第13話 撃退

 俺の名前は野村健二のむらけんじ

 このGクラスダンジョンで大学、高校生のグループをまとめるリーダーだ。

 将来は都議会員の父の後を継ぐ兄の秘書をする為に部下を指揮するカリスマを身につける為にここに来ている。

 なので冒険者になる気はない。と言うかあんな負け組になる気はないと言った方がいいか。
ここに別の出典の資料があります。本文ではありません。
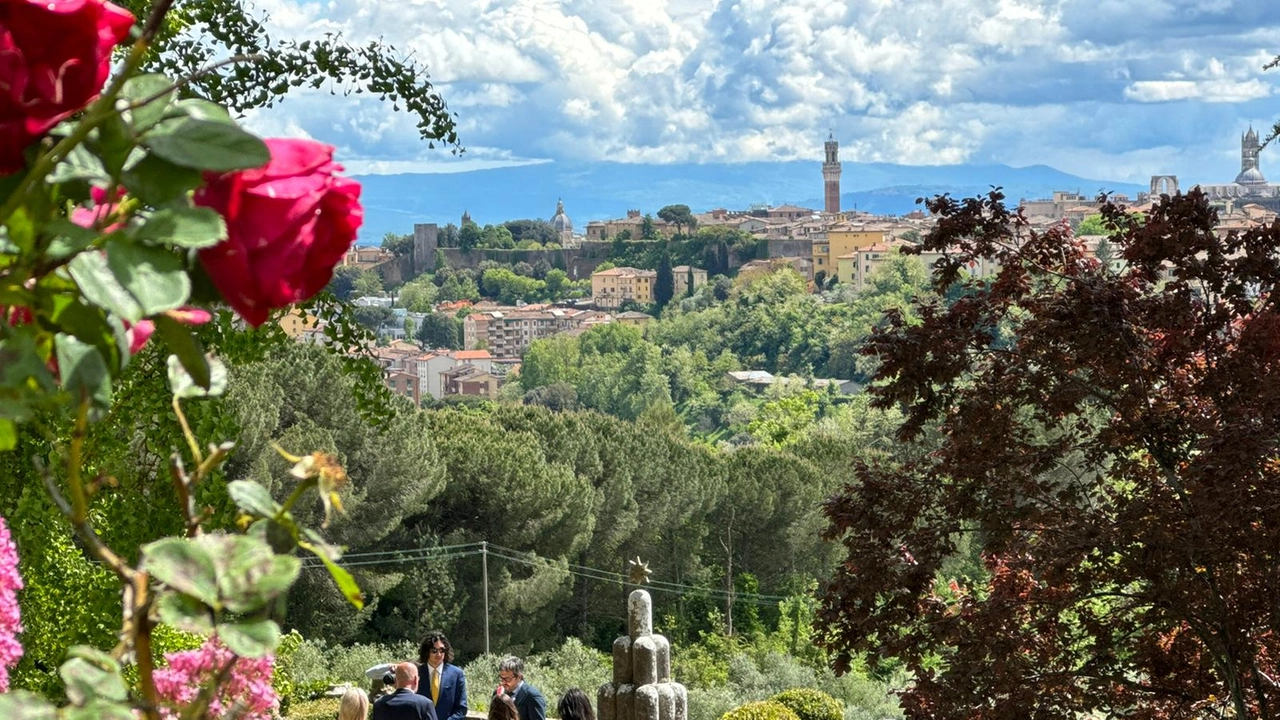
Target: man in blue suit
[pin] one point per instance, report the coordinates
(511, 680)
(405, 703)
(442, 680)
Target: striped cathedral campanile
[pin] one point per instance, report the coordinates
(831, 176)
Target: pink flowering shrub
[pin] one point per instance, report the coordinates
(10, 619)
(247, 688)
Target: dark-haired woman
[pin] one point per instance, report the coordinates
(575, 706)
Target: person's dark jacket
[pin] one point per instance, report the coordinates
(452, 703)
(403, 705)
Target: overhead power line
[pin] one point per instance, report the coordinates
(452, 552)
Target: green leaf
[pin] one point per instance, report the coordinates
(92, 674)
(250, 638)
(80, 164)
(83, 370)
(184, 613)
(141, 87)
(252, 499)
(100, 711)
(200, 109)
(184, 386)
(100, 287)
(156, 181)
(114, 144)
(254, 583)
(206, 145)
(184, 565)
(184, 227)
(68, 238)
(21, 365)
(187, 347)
(87, 324)
(24, 705)
(21, 231)
(278, 536)
(8, 434)
(342, 578)
(250, 574)
(152, 276)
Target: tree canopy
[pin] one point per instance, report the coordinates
(199, 33)
(1105, 445)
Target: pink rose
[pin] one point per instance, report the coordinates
(288, 224)
(54, 58)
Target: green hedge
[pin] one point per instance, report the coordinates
(762, 710)
(809, 703)
(323, 709)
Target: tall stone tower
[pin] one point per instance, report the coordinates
(831, 176)
(1249, 171)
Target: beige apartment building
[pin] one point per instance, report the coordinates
(684, 274)
(611, 288)
(841, 241)
(508, 332)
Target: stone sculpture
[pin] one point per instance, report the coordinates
(641, 687)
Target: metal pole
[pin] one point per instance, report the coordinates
(484, 561)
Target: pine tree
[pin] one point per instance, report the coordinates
(664, 285)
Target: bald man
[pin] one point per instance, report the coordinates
(405, 703)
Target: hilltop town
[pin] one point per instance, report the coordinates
(498, 288)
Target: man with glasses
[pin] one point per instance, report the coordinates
(442, 680)
(511, 680)
(405, 703)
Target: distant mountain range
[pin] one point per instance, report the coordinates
(608, 190)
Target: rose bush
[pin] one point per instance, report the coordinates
(128, 194)
(54, 58)
(287, 226)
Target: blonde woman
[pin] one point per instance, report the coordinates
(355, 705)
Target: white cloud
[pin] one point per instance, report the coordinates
(1206, 90)
(906, 81)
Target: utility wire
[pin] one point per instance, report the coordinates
(451, 552)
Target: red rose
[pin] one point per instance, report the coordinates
(54, 58)
(287, 226)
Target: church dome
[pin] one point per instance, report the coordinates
(560, 220)
(1251, 176)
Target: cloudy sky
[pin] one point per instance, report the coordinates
(1104, 89)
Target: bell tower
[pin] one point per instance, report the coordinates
(831, 176)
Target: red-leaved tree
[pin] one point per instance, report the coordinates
(1106, 443)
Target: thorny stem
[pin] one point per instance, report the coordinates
(195, 76)
(186, 432)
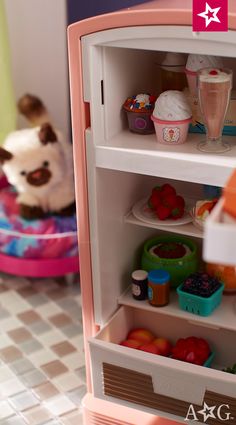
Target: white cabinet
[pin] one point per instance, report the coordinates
(121, 168)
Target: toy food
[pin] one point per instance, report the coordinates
(192, 350)
(131, 343)
(229, 206)
(139, 109)
(166, 203)
(158, 288)
(200, 294)
(178, 268)
(202, 210)
(172, 72)
(142, 335)
(164, 346)
(201, 284)
(194, 64)
(230, 369)
(150, 348)
(38, 162)
(226, 274)
(171, 117)
(142, 339)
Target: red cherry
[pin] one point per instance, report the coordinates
(213, 72)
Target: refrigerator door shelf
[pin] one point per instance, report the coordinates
(153, 383)
(220, 239)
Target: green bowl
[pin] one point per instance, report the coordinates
(180, 268)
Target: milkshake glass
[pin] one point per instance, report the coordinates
(214, 88)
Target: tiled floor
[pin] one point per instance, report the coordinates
(42, 374)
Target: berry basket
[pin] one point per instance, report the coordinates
(199, 305)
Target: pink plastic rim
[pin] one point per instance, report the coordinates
(158, 121)
(38, 267)
(188, 72)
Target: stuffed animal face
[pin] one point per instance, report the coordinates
(32, 160)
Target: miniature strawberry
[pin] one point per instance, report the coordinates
(163, 212)
(177, 213)
(167, 189)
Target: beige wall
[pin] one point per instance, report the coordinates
(37, 32)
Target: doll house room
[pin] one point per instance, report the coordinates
(117, 216)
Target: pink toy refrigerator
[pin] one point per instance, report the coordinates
(111, 57)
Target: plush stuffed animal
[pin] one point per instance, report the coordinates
(38, 162)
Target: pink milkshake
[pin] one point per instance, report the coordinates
(214, 87)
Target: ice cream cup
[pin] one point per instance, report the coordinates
(192, 81)
(171, 132)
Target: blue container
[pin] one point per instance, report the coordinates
(199, 305)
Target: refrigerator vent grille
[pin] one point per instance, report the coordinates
(95, 419)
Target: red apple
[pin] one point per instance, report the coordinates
(131, 343)
(142, 335)
(163, 345)
(150, 348)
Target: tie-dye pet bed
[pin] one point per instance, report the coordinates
(52, 237)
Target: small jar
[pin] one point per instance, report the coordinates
(139, 284)
(158, 287)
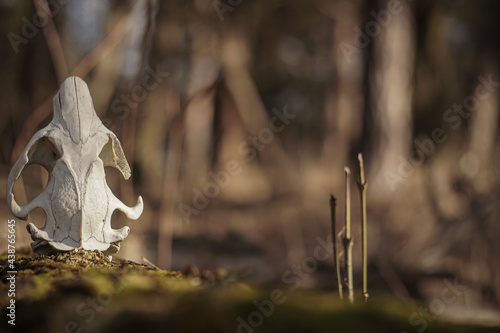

 昔から誰にでもできる肉体労働者など人生の負け組に決まっている!そう言う奴らをアゴで使う様になるのが俺の様な上に立つ人間だ!


 なのに今日、元冒険者とかいうゴミに言い負かされた。

 それもこれも仲間が持って来た情報が間違っていたからだ。

 俺が立てたプランが台無しになった。

 あんな可愛い女が底辺の隣にいていい訳がない。

 俺の様なエリートの隣にいてこそ輝くのだ。


「クソ!」


 俺は苛立ちに任せて机を蹴った。


「野村さん!落ち着いてください!」


 俺を宥めてくるのはこのグループの副リーダーの春日井学かすがいまなぶ

 お前がまとめて来た情報が間違ってたから恥をかいたんだろうが!と怒鳴りたくなるが部下に怒鳴るのは二流のする事だ。


「苛立つのも分かってくれよ学。あんな底辺にいいようにやられたとあっちゃ親父の顔に泥を塗っちゃうだろ?」


「俺のせいで、すまねえっす」


「いや、学はよくやってくれてるよ。他の奴らが持って来た情報がダメだっただけだろう?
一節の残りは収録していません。